President Barack Obama will observe the 60th anniversary of the Supreme Court’s landmark Brown vs. Board of Education school desegregation decision Friday by meeting with families of the plaintiffs in the case as well as the lead attorneys and the NAACP Legal Defense Fund.
Obama will host the group, including lawyers Jack Greenberg and William Coleman, in the White House East Room Friday afternoon. Greenberg argued the case; Coleman was a leading legal strategist in the case. The court issued its decision on May 17, 1954.
First lady Michelle Obama was observing the anniversary by traveling Friday to Topeka, Kan., site of the lawsuit that initiated the case. The first lady was to meet with high school students in a college preparatory program and later was speaking at a pre-graduation event for seniors in the Topeka Public School District.
The president has also issued a proclamation declaring that the decision “shifted the legal and moral compass of our nation.”
In the proclamation Obama noted that the court’s decision alone did not destroy segregation, recalling that the struggle for civil rights continued and that the Civil Rights Act and the Voting Rights Act did not become law for another decade.

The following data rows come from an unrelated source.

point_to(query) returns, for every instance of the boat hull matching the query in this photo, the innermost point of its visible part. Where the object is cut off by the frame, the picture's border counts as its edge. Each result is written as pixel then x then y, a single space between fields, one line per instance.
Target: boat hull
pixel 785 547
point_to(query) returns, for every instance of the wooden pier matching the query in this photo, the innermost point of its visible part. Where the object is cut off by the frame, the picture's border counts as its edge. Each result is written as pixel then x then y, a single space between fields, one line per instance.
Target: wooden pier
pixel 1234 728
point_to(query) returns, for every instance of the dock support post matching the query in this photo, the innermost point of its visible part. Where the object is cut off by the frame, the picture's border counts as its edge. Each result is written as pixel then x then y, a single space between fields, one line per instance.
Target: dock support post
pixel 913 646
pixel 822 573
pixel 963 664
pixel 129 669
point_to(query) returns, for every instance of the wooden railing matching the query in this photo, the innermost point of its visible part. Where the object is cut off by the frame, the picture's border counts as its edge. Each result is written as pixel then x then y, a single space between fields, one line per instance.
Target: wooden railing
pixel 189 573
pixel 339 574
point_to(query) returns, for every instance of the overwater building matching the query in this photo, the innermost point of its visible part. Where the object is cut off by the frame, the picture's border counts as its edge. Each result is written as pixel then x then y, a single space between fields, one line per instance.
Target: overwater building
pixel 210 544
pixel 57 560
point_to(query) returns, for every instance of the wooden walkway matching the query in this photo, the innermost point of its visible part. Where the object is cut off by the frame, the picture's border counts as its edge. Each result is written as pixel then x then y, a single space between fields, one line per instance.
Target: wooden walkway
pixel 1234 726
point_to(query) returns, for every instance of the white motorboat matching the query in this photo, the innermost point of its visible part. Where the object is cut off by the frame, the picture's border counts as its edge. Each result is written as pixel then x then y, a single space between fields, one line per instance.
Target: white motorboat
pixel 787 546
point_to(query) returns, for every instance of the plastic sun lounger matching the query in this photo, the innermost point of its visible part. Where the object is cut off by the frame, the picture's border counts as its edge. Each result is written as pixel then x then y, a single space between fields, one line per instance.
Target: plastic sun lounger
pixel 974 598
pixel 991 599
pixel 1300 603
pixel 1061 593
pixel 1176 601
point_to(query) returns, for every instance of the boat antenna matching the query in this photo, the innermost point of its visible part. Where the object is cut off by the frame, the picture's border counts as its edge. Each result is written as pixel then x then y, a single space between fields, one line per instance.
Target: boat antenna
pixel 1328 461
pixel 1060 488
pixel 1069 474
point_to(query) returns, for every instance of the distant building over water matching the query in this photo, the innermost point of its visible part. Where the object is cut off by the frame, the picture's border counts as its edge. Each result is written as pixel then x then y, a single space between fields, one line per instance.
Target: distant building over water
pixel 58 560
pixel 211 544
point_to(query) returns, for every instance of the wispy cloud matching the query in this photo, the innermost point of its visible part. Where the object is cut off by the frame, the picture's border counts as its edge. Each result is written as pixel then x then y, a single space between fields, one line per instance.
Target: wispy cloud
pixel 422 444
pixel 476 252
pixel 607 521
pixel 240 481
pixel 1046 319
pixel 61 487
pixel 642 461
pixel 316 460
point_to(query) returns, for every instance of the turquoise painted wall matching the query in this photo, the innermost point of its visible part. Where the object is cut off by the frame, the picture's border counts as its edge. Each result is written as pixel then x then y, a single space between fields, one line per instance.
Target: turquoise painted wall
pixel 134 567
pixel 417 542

“Thanks to the men and women who fought for equality in the courtroom, the legislature, and the hearts and minds of the American people” he wrote, “we have confined legalized segregation to the dustbin of history. Yet today, the hope and promise of Brown remains unfulfilled. In the years to come, we must continue striving toward equal opportunities for all our children, from access to advanced classes to participation in the same extracurricular activities.”